When a trustor passes away, his or her property will be transferred to a successor trustee designated by the trustor. Successor trustees are typically family members of the original trustor.
Trusts are in place in order to serve as a planning tool so that assets can be properly distributed. In most cases, trusts will name the successor trustee at the time of the trust being established. If the grantor wishes to change or add someone as a successor trustee, this can be accomplished by amending the original document.
When Does A Successor Trustee Take Over?
When a grantor is no longer able to act on their assets and finances due to death or incapacity, the successor trustee will assume a large responsibility.
If a grantor becomes incapacitated, the trustee will stand in for them in order to take full control of their finances. Tasks such as paying bills, selling or refinancing assets, and making financial decisions will now fall under the umbrella of responsibilities that are passed down. The successor will be able to do anything with the assets that the grantor was able to do as long as these decisions adhere to the instructions in the trust agreement and doesn’t violate the trustee’s fiduciary duties.
In the case of a death, the successor trustee assumes the role of an executor by listing an inventory of the grantor’s assets, paying their final bills, selling assets, final tax returns, and finally distributes the assets in accordance to the instructions that were noted in the trust.

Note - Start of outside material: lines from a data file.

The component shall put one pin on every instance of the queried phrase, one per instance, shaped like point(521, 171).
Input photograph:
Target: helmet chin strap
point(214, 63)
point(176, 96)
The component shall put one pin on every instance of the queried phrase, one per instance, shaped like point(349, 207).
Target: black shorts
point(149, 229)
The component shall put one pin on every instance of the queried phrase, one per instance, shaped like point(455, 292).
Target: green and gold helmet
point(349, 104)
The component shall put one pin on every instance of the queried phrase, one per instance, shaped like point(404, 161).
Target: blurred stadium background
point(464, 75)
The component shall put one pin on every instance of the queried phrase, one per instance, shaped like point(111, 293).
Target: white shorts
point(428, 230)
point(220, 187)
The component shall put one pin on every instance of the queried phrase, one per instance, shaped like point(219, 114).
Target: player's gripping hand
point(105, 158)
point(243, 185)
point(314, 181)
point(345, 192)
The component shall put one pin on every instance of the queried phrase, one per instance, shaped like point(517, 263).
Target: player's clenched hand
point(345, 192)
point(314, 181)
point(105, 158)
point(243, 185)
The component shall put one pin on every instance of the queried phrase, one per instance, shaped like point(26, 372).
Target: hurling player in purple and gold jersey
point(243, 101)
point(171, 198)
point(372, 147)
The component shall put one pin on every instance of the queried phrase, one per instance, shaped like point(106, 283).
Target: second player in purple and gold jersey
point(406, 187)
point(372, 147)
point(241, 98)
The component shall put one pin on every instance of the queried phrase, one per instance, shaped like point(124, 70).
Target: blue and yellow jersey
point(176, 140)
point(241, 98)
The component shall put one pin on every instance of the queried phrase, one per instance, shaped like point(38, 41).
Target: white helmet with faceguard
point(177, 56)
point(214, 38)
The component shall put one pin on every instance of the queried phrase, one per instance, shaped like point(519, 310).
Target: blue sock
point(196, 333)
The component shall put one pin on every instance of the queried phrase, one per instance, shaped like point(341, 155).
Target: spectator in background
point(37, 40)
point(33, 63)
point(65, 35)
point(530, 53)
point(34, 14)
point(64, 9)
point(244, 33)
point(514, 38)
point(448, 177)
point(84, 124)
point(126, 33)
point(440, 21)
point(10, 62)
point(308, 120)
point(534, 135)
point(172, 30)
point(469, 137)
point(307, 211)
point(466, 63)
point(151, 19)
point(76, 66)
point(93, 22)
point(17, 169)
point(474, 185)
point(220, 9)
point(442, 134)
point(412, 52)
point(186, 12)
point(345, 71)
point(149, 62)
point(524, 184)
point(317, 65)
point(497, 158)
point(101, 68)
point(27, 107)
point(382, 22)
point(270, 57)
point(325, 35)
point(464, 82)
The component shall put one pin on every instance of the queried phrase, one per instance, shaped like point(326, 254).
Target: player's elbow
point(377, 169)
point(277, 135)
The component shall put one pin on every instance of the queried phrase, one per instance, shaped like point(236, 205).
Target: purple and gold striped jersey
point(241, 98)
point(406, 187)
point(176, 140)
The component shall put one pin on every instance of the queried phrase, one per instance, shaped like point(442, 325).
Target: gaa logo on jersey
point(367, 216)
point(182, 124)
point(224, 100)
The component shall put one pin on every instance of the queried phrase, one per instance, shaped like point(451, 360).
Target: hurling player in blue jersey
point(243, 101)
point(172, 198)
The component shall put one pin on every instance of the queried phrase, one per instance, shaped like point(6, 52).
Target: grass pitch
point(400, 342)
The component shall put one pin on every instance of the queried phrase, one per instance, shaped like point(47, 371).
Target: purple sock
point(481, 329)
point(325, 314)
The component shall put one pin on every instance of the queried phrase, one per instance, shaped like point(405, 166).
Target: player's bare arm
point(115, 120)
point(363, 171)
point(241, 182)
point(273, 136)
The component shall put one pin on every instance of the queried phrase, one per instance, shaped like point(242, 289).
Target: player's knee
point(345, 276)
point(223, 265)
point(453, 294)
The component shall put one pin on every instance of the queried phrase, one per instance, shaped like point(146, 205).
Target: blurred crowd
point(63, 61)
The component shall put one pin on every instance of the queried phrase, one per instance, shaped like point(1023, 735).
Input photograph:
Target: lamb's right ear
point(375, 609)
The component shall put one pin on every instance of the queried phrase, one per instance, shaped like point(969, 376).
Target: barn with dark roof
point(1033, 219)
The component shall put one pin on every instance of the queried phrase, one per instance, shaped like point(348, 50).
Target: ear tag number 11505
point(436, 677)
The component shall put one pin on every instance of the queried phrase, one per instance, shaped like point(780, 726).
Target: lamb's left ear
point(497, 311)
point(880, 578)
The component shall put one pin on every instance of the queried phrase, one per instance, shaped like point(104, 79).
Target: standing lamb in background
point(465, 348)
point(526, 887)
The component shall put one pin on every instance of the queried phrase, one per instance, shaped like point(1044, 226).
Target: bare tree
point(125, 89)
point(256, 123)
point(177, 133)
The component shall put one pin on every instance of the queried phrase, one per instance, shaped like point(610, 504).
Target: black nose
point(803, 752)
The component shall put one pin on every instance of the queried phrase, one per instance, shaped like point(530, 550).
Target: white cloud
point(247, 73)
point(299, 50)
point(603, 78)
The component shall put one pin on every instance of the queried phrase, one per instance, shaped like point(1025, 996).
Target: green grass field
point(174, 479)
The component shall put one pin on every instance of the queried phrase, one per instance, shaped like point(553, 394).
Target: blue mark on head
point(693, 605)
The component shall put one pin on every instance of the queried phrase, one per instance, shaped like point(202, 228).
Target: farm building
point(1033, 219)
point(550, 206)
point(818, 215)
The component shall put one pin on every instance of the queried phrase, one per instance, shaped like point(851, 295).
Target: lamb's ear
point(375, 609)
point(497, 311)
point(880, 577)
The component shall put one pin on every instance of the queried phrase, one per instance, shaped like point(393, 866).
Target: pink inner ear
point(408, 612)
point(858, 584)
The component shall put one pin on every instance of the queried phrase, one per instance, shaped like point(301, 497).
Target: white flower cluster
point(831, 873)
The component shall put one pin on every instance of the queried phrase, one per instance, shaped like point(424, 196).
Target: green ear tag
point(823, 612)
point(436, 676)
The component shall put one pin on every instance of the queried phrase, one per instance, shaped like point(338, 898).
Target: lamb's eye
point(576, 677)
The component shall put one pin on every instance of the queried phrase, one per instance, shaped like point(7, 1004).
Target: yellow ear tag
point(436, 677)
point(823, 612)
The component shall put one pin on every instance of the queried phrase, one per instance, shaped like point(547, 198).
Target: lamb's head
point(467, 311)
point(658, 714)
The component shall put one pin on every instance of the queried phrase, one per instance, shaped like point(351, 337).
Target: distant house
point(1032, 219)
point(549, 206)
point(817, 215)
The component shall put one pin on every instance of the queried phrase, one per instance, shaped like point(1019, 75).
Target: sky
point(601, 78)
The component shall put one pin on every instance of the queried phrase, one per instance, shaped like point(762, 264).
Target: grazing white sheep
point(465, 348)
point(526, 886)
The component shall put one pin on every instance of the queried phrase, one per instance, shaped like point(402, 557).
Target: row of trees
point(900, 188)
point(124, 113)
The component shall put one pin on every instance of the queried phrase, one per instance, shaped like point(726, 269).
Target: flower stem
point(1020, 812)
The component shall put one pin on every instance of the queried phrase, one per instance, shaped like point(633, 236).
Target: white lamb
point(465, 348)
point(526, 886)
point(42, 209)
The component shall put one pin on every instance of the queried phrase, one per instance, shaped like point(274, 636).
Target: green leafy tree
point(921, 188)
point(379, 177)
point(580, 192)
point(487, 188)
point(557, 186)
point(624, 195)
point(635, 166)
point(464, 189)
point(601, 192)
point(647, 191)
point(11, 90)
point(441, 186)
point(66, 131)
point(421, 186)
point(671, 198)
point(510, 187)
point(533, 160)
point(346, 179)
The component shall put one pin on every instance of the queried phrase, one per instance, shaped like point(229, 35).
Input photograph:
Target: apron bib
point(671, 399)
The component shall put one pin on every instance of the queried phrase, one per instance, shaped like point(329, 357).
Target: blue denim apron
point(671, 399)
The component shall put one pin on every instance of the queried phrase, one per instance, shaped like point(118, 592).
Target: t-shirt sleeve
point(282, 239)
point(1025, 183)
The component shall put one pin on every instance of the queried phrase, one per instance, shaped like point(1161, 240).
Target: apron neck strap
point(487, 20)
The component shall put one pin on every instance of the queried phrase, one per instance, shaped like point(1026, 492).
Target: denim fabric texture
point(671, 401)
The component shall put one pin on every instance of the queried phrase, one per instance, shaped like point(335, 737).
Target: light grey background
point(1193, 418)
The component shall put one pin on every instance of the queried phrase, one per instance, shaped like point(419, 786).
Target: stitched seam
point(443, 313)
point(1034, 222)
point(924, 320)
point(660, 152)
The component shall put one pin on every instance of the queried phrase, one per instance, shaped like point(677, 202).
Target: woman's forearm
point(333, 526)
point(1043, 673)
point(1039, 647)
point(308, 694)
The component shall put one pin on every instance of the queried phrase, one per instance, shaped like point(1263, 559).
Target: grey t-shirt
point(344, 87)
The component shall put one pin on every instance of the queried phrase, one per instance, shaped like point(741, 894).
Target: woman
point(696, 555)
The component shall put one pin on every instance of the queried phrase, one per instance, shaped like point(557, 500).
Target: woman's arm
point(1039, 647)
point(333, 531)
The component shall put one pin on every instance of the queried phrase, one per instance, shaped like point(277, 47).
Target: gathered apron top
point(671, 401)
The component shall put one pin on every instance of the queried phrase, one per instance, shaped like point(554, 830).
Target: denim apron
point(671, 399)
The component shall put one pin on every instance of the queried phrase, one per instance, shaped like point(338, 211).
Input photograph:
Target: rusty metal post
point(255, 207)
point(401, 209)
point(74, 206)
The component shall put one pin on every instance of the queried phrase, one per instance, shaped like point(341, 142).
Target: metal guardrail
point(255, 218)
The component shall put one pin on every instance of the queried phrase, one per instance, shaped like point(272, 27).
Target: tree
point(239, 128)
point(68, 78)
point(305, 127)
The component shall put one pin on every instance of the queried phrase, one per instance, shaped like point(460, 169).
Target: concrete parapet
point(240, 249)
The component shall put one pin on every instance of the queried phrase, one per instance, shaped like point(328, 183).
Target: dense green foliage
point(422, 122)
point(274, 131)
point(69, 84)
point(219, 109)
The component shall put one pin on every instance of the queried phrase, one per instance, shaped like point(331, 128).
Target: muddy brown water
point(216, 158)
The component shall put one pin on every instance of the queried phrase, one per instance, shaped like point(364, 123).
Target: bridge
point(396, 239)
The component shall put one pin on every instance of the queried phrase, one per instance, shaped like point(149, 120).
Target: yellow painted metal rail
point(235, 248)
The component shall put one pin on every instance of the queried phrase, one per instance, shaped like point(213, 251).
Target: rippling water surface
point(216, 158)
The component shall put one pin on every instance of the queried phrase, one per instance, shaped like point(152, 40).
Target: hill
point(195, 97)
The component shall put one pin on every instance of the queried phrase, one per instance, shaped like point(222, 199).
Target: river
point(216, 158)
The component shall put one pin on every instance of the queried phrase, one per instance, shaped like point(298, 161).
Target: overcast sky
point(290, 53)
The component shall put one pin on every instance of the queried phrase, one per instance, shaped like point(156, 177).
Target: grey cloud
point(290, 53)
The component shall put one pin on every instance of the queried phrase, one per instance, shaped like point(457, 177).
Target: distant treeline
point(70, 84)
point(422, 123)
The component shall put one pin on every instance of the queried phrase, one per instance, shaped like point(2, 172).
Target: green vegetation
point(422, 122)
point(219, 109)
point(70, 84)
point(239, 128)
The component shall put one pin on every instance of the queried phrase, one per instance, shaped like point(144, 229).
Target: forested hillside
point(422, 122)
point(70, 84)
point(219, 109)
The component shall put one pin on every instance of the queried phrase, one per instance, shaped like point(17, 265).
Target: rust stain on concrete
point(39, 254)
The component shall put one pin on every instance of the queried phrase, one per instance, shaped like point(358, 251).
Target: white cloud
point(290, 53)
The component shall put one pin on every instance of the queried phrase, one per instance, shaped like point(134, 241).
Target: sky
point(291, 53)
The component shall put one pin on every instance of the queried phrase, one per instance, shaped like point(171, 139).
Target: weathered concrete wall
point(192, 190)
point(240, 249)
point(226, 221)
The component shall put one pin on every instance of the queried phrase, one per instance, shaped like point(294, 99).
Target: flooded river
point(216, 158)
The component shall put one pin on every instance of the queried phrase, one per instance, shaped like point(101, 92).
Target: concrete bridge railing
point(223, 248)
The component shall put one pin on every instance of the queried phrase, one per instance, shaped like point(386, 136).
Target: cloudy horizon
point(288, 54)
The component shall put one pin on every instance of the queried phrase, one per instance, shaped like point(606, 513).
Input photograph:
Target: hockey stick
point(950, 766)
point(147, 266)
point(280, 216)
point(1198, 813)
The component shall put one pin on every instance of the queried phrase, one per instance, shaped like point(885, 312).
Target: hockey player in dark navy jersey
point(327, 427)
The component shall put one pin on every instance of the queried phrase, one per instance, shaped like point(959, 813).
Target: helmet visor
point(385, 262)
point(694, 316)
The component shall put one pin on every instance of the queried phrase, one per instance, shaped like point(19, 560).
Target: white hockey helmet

Successor Trustee & Court Supervision
It is important to note that an appointed successor trustee will be acting with no court supervisions or guidelines. It is completely up to the successor to do right by the grantor and take care of all of the tasks that need to be completed. Although the court itself provides no supervision or guidance, the grantors attorney along with the CPA and other advisers will help the successor in completing the tasks.